Breaking Barriers: Mental Health Awareness


In America, mental health concerns affect millions of individuals and communities nationwide—yet many are suffering in silence. May is Mental Health Awareness Month, so we want to shed light on this important topic, including the symptoms to watch for and how you can seek help for yourself and your loved ones. 

Numbers to Know

If you are suffering from mental illness, you’re not alone.

Breaking It Down

Minorities and Mental Health

  • Black/African American Community: Despite 21% of Black Americans acknowledging mental illness, only 39% seek mental health services. 
  • Hispanic & Latino US Community: With close to 22% admitting mental illness, a mere 36% seek help. 
  • Asian American/Pacific Islander Community: More than 15% endure mental illness, which is more than 2.9 million individuals.
  • Native/Indigenous American Community: More than 19% of this community (827,000 people) has reported having mental illness in a year’s time.

Spotting Symptoms and Seeking Support

Early recognition of mental health symptoms can make a world of difference. Here are some symptoms that may indicate it's time to seek help: 

  • Persistent sadness: Feeling down or hopeless most of the time, lasting for weeks or months.
  • Excessive worry: Constantly feeling anxious, fearful, or worried about various aspects of life.
  • Shifts in sleep patterns: Insomnia, difficulty falling asleep or staying asleep, or sleeping too much.
  • Changes in appetite or weight: Significant changes in eating habits, such as overeating or a loss of appetite.
  • Difficulty concentrating: Trouble focusing, making decisions, or remembering things.
  • Irritability or mood swings: Easily getting irritated, angry, or experiencing frequent mood swings.
  • Physical symptoms: Unexplained ailments like headaches, digestive issues, or chronic pain without a clear medical cause.
  • Inability to cope: Feeling overwhelmed by routine tasks or unable to manage daily responsibilities.

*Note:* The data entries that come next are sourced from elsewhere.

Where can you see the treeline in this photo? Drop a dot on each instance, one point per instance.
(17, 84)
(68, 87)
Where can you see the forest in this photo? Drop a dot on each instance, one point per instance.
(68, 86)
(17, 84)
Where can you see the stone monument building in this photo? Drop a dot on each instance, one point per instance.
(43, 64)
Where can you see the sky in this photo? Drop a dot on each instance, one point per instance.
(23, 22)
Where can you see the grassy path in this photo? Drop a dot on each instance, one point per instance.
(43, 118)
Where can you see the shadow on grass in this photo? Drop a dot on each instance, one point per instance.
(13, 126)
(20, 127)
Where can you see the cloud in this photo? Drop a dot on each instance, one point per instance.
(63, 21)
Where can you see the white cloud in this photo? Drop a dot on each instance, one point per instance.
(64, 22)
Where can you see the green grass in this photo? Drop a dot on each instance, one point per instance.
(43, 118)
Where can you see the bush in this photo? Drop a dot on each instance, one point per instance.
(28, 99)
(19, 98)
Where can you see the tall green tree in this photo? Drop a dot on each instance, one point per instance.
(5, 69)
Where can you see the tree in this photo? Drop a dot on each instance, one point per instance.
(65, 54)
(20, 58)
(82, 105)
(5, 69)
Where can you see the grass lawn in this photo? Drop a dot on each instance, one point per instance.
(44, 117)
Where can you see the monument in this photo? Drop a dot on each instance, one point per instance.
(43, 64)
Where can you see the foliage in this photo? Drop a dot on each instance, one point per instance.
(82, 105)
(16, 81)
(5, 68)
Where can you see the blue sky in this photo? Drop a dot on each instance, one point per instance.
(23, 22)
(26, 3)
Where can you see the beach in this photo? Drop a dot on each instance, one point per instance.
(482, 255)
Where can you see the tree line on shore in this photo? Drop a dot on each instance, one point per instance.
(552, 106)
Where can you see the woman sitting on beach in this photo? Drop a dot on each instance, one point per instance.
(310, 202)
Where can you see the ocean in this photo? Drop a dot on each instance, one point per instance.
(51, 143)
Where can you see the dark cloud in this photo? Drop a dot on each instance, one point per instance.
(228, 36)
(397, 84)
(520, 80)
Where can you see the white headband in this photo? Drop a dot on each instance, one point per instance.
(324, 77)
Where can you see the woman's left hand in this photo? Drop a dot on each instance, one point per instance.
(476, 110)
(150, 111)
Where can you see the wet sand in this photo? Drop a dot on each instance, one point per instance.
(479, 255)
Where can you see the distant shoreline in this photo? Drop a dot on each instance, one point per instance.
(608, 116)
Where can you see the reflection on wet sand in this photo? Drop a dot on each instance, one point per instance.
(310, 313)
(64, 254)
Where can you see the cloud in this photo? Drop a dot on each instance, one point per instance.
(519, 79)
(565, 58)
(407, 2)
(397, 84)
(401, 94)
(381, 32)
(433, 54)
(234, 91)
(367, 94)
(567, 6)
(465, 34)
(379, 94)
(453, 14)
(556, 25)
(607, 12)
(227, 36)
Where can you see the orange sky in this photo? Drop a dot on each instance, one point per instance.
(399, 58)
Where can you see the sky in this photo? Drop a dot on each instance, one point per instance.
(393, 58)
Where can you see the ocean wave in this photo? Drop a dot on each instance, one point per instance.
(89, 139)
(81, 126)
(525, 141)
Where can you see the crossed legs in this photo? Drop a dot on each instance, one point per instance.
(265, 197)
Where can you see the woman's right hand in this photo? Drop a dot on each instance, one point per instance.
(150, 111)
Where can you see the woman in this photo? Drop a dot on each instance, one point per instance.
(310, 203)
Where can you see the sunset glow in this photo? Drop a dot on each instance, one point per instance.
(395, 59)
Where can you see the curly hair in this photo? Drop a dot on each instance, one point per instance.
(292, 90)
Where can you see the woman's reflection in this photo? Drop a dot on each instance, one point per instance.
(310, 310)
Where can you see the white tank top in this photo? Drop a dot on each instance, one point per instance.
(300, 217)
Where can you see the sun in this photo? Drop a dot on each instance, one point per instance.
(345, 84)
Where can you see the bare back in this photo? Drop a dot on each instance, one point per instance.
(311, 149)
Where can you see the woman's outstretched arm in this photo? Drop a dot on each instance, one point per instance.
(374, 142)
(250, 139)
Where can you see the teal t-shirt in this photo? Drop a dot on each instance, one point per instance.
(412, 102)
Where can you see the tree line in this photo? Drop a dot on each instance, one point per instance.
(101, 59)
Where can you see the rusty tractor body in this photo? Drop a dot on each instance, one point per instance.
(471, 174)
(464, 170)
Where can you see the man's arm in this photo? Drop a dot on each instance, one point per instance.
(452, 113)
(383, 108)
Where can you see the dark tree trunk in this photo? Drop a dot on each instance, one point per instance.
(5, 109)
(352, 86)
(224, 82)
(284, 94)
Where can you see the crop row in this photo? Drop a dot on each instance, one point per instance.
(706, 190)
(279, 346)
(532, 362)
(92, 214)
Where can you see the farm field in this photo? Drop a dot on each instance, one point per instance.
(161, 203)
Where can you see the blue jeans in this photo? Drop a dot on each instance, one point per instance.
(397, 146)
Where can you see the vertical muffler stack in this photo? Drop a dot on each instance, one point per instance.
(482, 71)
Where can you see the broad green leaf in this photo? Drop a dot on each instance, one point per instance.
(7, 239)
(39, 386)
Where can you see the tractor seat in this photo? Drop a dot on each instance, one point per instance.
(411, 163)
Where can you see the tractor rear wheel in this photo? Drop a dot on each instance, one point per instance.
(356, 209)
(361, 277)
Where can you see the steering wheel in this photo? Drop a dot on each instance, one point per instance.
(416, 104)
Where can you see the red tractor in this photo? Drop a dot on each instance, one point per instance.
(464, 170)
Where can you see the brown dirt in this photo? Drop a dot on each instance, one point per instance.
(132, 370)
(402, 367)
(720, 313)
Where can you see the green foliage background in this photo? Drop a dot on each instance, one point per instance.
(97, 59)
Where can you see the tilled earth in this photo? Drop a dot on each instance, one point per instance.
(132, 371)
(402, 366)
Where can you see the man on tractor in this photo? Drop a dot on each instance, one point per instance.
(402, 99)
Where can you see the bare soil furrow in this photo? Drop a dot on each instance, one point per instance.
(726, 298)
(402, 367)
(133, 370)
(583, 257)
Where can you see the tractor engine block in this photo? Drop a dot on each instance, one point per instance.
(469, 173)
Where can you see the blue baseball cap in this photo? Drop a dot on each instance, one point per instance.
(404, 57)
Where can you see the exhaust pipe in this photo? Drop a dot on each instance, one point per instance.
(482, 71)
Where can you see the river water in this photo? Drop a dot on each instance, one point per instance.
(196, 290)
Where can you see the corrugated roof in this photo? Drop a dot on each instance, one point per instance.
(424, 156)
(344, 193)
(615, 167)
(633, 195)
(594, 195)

Community Resources for Mental Health

You don’t have to struggle in silence. There are many mental health resources in the community that can help both you and your loved ones.

  • Therapy and counseling: Professional therapy provides a safe space to explore and address mental health challenges. Check with your health care provider for one-on-one or group therapy options to fit your needs and budget. 
  • Support groups: Joining support groups can offer a sense of belonging and understanding. Look for groups that cater to your specific identity and experiences.
  • Local resources: Community centers, religious organizations, and advocacy groups often provide mental health resources and support services tailored to specific populations.
  • Hotlines and helplines: Various hotlines offer confidential support and guidance, including those specializing in specific minority groups or languages.
  • Online resources: Numerous online platforms offer mental health resources, forums, and virtual support groups accessible from the comfort of your home.

By promptly identifying symptoms and reaching out for help, you can begin your journey toward achieving better mental and emotional wellbeing. Whether it's seeking therapy, reaching out to trusted friends and family, or exploring self-care practices, each action you take empowers you on your journey toward greater overall wellness.